La vida que alegró su vida, 2

22-09-2009.
Cada año, Burguillos renovaba gentes, muchachos, como el dueño de un prêt‑à‑porter renueva existencias y modelos. A cuánta gente buena, encantadora, había sentado a su mesa, durante su larga vida de educador… Y cuando sonó la hora, se fueron, llevándose algo. Y vinieron otros y otros, que también se marcharon… Y él, a veces, se sentía tan solo y triste, cambiando de amigos como quien cambia de periódicos, que alguna vez temió morirse de frío.

Con Jesusín por estandarte, los Alarcia se vinieron a los áticos de la Avenida de Gijón. Donde, al amanecer, el sol se aparca en la terraza y apacienta los ojos y la vida en lejanías doradas. La terraza, setenta y tantos metros, una balconada abierta al cercano Pisuerga. Con su playa, sus riberas, el Puente Mayor y el Paseo de las Moreras a la vista. Le reclamaba un jardín, un solario‑invernadero. Y una gran pajarera.
Los interiores se aprovecharon muy condicionados por la estructura y unión de los dos pisos. Burguillos pretendió, sin restarles funcionalidad, darles algún aire de museo y biblioteca. Tenía que lucir sus caprichos artísticos, acumulados en sus correrías… Ello le exigía combinarles sin disonancias estéticas. Pero le llevaba a recargar las estancias. A pesar de todo, cuando algún visitante, sincero o por cortesía, pronunciaba la palabra museo, Burguillos se esponjaba.
El son, el ritmo de esos vacíos, se lo marcaba la libertad engañosa, el ensueño del proyecto bello y veleidoso. Solamente en la administración de sus bienes no se dormía. Fueron años de inflación desaforada. Y hubo de aprender a lidiar con los Bancos. Y en sus frecuentes escapadas a Ciudad Real, también aprendió a torear con soltura y acierto el trapicheo de vendedores y compradores de rústicas.
El niño Jesús, su Jesusín, crecía también en edad, gracias y saberes. Era como una melodía, un embrujo que le tuviera encantado. A los tres años justos le nació un hermanito. ¡Otro sol!

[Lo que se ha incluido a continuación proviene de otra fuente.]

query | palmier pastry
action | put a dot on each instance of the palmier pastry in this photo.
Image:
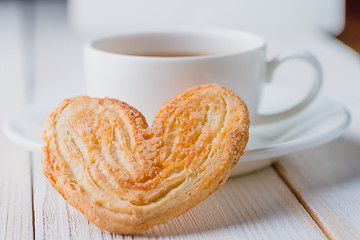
(126, 177)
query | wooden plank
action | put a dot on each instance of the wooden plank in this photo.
(327, 181)
(255, 206)
(15, 169)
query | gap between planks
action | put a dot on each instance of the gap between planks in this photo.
(279, 169)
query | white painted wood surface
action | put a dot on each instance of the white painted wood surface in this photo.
(15, 170)
(309, 195)
(255, 206)
(327, 182)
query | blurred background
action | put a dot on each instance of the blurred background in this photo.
(41, 41)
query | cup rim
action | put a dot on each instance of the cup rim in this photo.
(89, 45)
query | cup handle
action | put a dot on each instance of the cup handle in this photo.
(273, 64)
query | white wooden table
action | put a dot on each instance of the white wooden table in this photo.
(313, 194)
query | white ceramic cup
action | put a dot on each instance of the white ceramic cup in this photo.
(235, 59)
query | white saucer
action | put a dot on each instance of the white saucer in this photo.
(323, 121)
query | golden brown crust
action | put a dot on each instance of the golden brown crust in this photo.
(124, 176)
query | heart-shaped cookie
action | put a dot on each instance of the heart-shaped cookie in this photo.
(124, 176)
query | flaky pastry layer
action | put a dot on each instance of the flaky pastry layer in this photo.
(124, 176)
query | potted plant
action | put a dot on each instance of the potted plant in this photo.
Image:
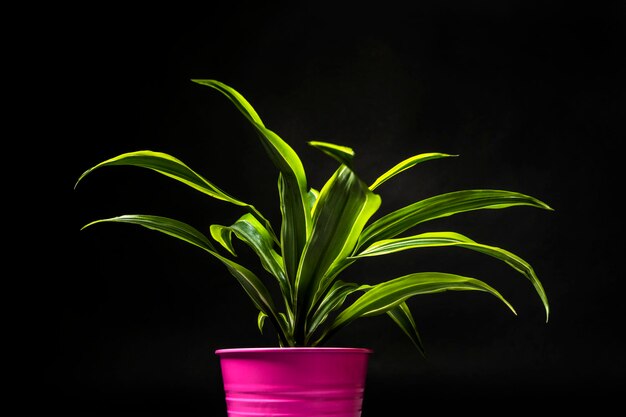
(323, 231)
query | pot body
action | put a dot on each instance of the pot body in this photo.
(294, 381)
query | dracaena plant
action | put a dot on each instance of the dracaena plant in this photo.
(322, 233)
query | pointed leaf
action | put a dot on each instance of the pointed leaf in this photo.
(223, 235)
(344, 206)
(390, 294)
(406, 164)
(332, 300)
(252, 285)
(174, 168)
(402, 316)
(294, 189)
(252, 232)
(394, 223)
(343, 154)
(435, 239)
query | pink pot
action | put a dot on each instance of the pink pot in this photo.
(294, 382)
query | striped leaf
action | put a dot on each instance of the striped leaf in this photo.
(438, 239)
(252, 285)
(343, 154)
(390, 294)
(174, 168)
(344, 205)
(396, 222)
(294, 189)
(406, 164)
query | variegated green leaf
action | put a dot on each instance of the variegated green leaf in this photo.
(294, 189)
(344, 206)
(435, 239)
(331, 301)
(394, 223)
(402, 316)
(252, 285)
(252, 232)
(343, 154)
(390, 294)
(223, 235)
(174, 168)
(406, 164)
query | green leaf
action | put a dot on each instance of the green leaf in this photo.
(293, 189)
(344, 206)
(252, 232)
(174, 168)
(406, 164)
(343, 154)
(437, 239)
(331, 301)
(252, 285)
(394, 223)
(390, 294)
(223, 235)
(260, 321)
(402, 316)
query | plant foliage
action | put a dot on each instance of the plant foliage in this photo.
(322, 233)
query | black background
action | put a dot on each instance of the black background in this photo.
(116, 320)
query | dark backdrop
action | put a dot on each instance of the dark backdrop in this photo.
(120, 321)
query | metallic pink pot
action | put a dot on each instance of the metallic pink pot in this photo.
(294, 382)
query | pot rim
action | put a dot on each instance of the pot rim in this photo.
(316, 349)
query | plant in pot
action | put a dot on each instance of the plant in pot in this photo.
(323, 232)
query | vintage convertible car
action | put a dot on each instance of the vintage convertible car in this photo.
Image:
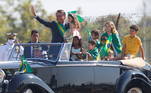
(52, 64)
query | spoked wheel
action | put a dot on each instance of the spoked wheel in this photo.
(135, 90)
(27, 90)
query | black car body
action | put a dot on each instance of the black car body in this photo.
(65, 76)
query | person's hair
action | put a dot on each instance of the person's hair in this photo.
(75, 22)
(112, 25)
(80, 42)
(33, 32)
(103, 38)
(61, 11)
(134, 27)
(92, 42)
(96, 33)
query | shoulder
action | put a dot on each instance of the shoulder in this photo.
(138, 38)
(127, 36)
(53, 22)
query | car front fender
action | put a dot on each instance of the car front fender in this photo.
(21, 80)
(127, 77)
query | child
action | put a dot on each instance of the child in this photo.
(105, 50)
(132, 44)
(95, 37)
(76, 49)
(92, 52)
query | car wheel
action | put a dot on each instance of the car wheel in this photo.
(135, 90)
(27, 90)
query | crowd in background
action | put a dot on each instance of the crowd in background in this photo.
(101, 46)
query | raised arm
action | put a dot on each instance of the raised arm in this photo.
(45, 23)
(142, 52)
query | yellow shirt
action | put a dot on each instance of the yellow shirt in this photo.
(132, 45)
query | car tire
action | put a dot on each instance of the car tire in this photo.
(27, 90)
(134, 90)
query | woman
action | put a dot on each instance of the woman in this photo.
(113, 37)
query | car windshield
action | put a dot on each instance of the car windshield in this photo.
(41, 51)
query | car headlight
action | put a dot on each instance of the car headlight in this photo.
(2, 75)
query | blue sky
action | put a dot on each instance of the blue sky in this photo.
(95, 7)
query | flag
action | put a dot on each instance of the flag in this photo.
(24, 66)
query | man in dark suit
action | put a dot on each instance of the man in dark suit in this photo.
(34, 51)
(58, 28)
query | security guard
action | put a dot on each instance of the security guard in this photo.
(9, 51)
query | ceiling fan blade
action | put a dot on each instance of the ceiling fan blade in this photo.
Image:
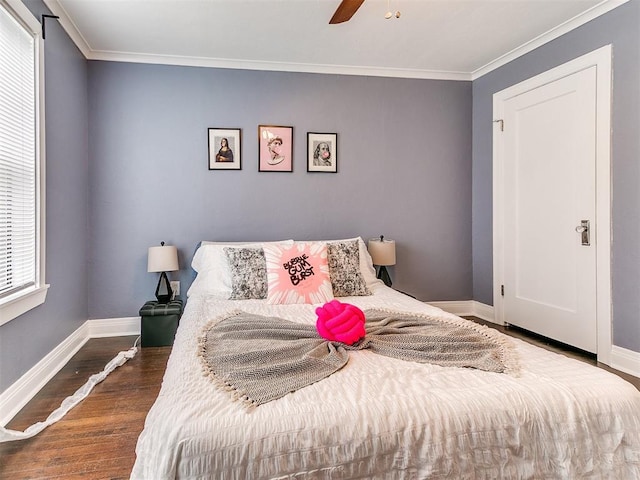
(345, 11)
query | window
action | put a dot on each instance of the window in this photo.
(21, 163)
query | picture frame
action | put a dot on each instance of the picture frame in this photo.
(322, 152)
(275, 148)
(221, 158)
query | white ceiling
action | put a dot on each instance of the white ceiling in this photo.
(449, 39)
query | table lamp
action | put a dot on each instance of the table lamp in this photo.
(383, 254)
(163, 259)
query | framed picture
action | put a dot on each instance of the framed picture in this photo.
(322, 152)
(225, 149)
(275, 148)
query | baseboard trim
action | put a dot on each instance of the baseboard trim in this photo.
(14, 398)
(626, 361)
(468, 308)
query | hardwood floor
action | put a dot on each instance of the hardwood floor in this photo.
(557, 347)
(97, 439)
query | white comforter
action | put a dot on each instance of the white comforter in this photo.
(380, 417)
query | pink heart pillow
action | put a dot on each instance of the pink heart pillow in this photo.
(340, 322)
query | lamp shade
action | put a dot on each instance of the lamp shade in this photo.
(382, 251)
(162, 259)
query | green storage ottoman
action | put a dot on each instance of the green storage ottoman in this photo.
(159, 322)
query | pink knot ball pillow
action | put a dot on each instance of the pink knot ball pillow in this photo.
(340, 322)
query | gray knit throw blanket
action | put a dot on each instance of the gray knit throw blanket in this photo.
(258, 359)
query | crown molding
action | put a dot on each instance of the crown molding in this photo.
(90, 54)
(577, 21)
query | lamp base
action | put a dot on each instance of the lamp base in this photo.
(163, 290)
(384, 275)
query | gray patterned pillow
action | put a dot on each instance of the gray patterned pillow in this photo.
(344, 270)
(248, 273)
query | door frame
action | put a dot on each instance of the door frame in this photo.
(601, 59)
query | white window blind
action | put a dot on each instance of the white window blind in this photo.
(18, 158)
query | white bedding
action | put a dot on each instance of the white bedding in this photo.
(380, 417)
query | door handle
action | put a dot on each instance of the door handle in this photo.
(584, 229)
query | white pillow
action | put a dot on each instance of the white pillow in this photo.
(214, 274)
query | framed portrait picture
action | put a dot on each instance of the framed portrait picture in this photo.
(322, 152)
(275, 148)
(225, 149)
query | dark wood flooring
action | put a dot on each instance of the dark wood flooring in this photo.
(97, 439)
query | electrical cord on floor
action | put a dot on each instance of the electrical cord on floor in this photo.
(68, 403)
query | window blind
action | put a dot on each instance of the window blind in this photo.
(18, 160)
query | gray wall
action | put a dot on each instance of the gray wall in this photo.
(621, 28)
(27, 339)
(404, 170)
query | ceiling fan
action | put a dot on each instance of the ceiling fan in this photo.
(345, 11)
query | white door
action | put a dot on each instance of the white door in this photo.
(549, 175)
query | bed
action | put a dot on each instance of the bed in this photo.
(544, 416)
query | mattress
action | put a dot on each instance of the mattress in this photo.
(380, 417)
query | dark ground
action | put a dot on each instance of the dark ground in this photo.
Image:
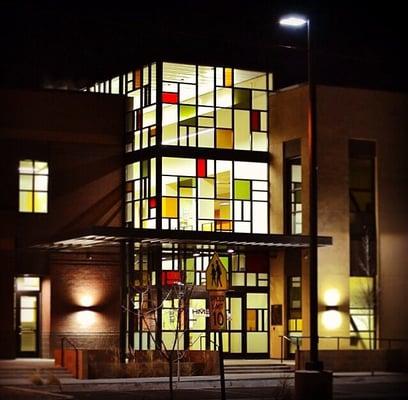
(357, 388)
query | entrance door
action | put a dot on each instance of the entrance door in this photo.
(27, 324)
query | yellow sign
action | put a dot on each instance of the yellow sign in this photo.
(216, 275)
(218, 315)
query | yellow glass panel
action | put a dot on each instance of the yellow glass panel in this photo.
(169, 207)
(223, 209)
(236, 313)
(227, 76)
(40, 202)
(28, 283)
(28, 341)
(257, 300)
(149, 116)
(169, 185)
(179, 166)
(259, 141)
(236, 342)
(251, 320)
(197, 341)
(41, 167)
(259, 100)
(26, 182)
(206, 209)
(224, 118)
(238, 279)
(206, 187)
(198, 314)
(257, 342)
(26, 202)
(187, 214)
(224, 138)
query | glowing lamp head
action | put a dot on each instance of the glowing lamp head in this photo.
(294, 21)
(86, 301)
(332, 297)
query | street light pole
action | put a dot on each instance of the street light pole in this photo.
(314, 364)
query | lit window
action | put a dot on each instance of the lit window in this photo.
(33, 186)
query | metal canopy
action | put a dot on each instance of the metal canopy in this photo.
(111, 236)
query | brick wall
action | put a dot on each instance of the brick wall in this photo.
(85, 299)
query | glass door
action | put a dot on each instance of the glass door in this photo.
(27, 324)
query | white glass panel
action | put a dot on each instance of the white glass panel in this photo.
(188, 94)
(41, 182)
(134, 99)
(250, 170)
(260, 217)
(242, 227)
(224, 97)
(184, 73)
(263, 196)
(259, 185)
(242, 137)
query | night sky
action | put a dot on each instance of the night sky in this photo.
(63, 44)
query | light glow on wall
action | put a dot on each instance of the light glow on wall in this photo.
(86, 318)
(331, 319)
(86, 300)
(332, 297)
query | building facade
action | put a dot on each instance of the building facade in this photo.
(120, 196)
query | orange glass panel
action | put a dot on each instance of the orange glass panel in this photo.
(169, 207)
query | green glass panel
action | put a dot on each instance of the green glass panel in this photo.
(242, 190)
(188, 115)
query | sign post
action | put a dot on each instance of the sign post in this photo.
(217, 285)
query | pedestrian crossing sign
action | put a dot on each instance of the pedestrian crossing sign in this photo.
(216, 275)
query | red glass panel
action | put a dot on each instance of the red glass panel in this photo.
(168, 97)
(255, 120)
(170, 277)
(139, 119)
(201, 168)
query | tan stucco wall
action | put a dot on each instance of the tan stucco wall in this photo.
(344, 114)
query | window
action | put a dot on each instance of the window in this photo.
(33, 186)
(293, 187)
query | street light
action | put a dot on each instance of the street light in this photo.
(297, 21)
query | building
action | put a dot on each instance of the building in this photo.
(119, 194)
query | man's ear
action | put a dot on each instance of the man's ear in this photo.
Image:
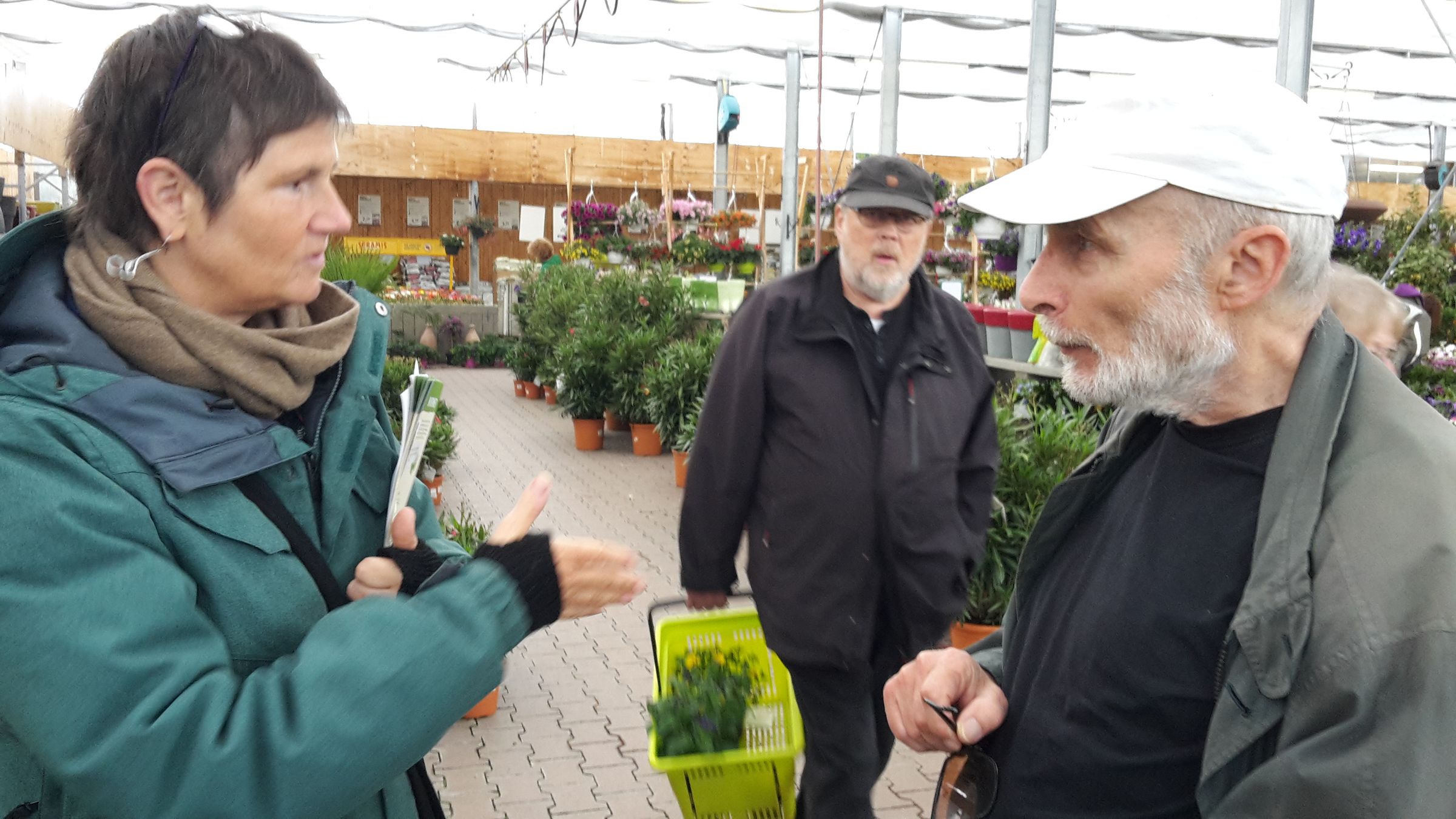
(1250, 267)
(169, 196)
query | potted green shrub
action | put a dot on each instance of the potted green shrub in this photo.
(683, 447)
(522, 362)
(365, 270)
(676, 385)
(1043, 437)
(586, 381)
(637, 347)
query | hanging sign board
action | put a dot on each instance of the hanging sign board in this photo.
(369, 211)
(559, 222)
(460, 212)
(394, 247)
(417, 212)
(508, 215)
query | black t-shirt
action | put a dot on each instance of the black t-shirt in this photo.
(1111, 676)
(878, 352)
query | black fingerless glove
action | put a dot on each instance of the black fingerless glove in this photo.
(417, 564)
(530, 564)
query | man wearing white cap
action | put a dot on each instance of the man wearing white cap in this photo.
(1244, 604)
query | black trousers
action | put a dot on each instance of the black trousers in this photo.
(846, 738)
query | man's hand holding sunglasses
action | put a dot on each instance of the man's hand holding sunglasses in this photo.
(950, 676)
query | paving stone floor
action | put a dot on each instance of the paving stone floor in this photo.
(570, 740)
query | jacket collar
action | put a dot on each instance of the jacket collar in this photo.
(823, 315)
(1275, 614)
(188, 436)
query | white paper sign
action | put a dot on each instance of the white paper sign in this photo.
(460, 212)
(417, 212)
(533, 222)
(370, 211)
(559, 222)
(774, 226)
(508, 215)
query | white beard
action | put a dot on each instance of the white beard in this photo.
(1173, 363)
(875, 289)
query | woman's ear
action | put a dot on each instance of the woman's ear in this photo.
(169, 196)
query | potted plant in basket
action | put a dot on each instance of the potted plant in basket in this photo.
(690, 212)
(593, 219)
(615, 247)
(637, 216)
(1043, 436)
(693, 252)
(1003, 251)
(708, 696)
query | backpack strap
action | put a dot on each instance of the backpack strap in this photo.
(254, 487)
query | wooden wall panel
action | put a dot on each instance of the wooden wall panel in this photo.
(1398, 197)
(30, 123)
(442, 153)
(392, 203)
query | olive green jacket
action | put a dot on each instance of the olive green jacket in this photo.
(1337, 696)
(162, 652)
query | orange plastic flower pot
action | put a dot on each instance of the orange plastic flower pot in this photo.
(588, 433)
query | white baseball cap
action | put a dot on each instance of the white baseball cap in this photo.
(1242, 140)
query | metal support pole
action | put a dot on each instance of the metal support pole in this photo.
(1039, 114)
(21, 184)
(1296, 37)
(721, 155)
(790, 189)
(475, 247)
(1439, 160)
(890, 84)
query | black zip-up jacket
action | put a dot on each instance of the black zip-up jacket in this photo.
(846, 494)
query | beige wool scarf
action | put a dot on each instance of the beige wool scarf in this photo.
(266, 365)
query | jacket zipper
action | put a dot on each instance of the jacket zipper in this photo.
(311, 458)
(1219, 669)
(915, 426)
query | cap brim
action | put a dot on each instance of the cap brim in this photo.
(881, 198)
(1056, 193)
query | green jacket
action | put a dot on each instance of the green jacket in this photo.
(162, 652)
(1338, 687)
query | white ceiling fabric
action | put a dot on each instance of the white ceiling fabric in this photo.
(1381, 72)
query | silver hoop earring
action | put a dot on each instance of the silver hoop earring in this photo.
(126, 270)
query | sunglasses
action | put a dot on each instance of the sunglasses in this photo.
(967, 786)
(881, 216)
(216, 24)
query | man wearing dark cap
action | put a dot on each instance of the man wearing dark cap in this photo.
(849, 429)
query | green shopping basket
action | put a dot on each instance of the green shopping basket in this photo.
(755, 781)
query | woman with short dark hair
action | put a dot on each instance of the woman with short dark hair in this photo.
(195, 614)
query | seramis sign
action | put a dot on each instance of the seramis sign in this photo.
(386, 247)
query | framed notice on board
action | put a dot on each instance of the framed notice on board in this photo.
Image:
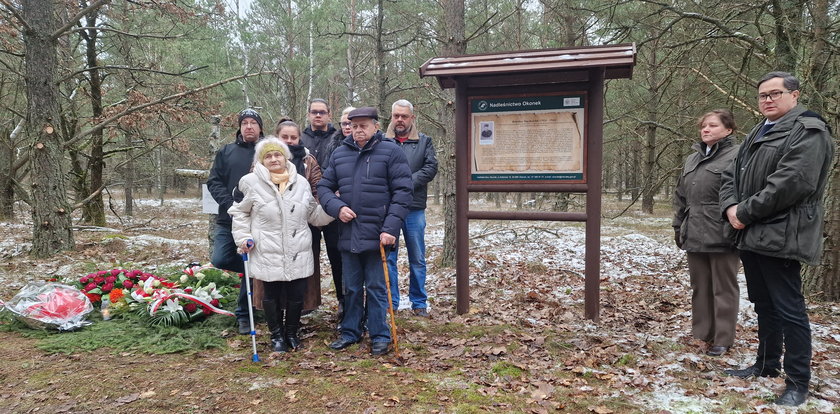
(528, 139)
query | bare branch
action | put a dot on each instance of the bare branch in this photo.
(715, 22)
(100, 126)
(75, 19)
(134, 35)
(120, 67)
(88, 198)
(14, 12)
(723, 91)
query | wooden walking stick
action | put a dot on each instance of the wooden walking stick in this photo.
(390, 300)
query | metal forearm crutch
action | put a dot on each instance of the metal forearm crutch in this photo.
(255, 357)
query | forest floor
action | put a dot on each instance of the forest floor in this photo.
(525, 345)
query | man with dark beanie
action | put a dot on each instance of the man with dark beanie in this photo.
(321, 138)
(232, 162)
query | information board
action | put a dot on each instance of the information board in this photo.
(534, 138)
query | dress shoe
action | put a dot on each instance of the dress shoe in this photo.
(791, 397)
(278, 344)
(717, 350)
(380, 348)
(342, 343)
(752, 371)
(244, 327)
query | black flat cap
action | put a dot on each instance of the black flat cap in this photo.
(364, 112)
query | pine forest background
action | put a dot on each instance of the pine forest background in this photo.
(106, 95)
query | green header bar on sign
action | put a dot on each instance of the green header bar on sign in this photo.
(528, 177)
(533, 103)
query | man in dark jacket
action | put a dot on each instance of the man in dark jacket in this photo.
(373, 180)
(321, 138)
(420, 153)
(232, 162)
(773, 194)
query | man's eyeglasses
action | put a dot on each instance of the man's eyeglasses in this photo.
(772, 95)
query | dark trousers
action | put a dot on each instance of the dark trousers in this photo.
(365, 286)
(285, 292)
(330, 233)
(774, 286)
(226, 258)
(714, 296)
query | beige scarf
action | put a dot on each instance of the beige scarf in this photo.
(281, 179)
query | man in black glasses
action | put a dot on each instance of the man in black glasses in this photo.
(772, 195)
(321, 138)
(233, 161)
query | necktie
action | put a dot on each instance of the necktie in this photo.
(763, 130)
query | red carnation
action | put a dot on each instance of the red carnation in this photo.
(94, 298)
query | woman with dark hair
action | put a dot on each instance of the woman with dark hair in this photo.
(703, 233)
(307, 166)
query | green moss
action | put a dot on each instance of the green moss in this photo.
(130, 334)
(626, 360)
(506, 370)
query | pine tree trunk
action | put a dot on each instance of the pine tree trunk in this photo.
(128, 177)
(51, 223)
(7, 189)
(94, 209)
(823, 281)
(455, 44)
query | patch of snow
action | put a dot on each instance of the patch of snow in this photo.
(146, 240)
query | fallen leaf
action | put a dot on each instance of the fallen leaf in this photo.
(128, 398)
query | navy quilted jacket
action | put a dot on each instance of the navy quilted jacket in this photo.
(375, 182)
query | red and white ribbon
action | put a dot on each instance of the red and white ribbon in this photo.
(154, 306)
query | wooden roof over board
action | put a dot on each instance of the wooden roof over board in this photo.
(617, 60)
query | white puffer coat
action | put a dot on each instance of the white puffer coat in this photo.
(277, 223)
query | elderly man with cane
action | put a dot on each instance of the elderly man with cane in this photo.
(367, 186)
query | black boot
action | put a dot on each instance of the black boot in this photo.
(293, 311)
(274, 319)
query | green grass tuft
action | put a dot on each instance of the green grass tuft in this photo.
(127, 333)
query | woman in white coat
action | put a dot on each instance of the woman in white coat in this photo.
(275, 213)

A Burguillos nadie le daba plácemes ni enhorabuenas. Pero él rebosaba gozos íntimos. Y sabía por adelantado que, igual que Jesusín, le volvería loco. Y que él seduciría al recién nacido…
Se retrasó días en llegar. Burguillos predijo su nacimiento porque, esa mañana, viejos cactus, que nunca florecieran, agobiaron pródigos de aroma y colores la terraza. Y en la tarde clara, dorada, del dieciocho de agosto de 1986, les llegó Héctor. Llorón, fuerte y hermoso como un ángel de Rafael.
Burguillos se había volcado en preparar a Jesús para que lo aceptase sin trauma. Se sentía dichoso con sus dos nietos. Y, secretamente, soñaba con otros tres o cuatro… o cinco. Le costaba, y lo desechaba como un mal presentimiento, pensar que se estaba creando un clima, un cielo de papel, volátil. Y, a veces, volvía a su columpio. Tenía certeza de que ese retorno era el viejo entretenimiento para no apechar con madurez sus proyectos manchegos.
Héctor crecía sano y hermoso. A Burguillos le tenían los dos volado, embebecido en sus encantos. Dos ángeles le parecían que, en un descuido, se le fugaron a San Pedro del cielo. Y para que no lo añorasen, Burguillos se desvivía por hacerles de la vida un paraíso. Con uno y otro, adaptado a su edad, luchaba por conjugar felicidad y educación. ¡Cómo los quería y cómo lo querían!
Jesusín, que ya dormía en una habitación solito, no se dejaba acostar por nadie que no fuera el abuelo. Le vació las alforjas de la imaginación de cuentos, consejas y fabulaciones. Y le compró La Biblia, La Odisea, El Quijote infantiles…
—Abuelo, ¿rezamos mientras me desnudo y así me cuentas más cosas?
Y con el Padrenuestro, el Ave María y algo sencillo, breve y original, rezaban:
Cultivo una rosa blanca,
igual que en junio en enero,
para el amigo sincero
que me da la mano franca.
Y para el cruel que me arranca
esta vida con que vivo,
cardos ni ortigas cultivo.
Cultivo la rosa blanca.
¡Cuántas veces ‑¡qué gozada!‑, muy entrada la noche se llegaba, a tientas, a su habitación! No, no acudía a que le serenase alguna pesadilla. Iba a comentar algún detalle del último relato… ¡Iba a estar con él! Héctor, a gatas y a grito pelado, le buscaba por toda la casa. Y, por evitarle llantinas, hubo de salir muchas veces por la puerta inusual del doce. Él, abuelo adoptivo, se sentía sobradamente compensado, exaltado en su papel.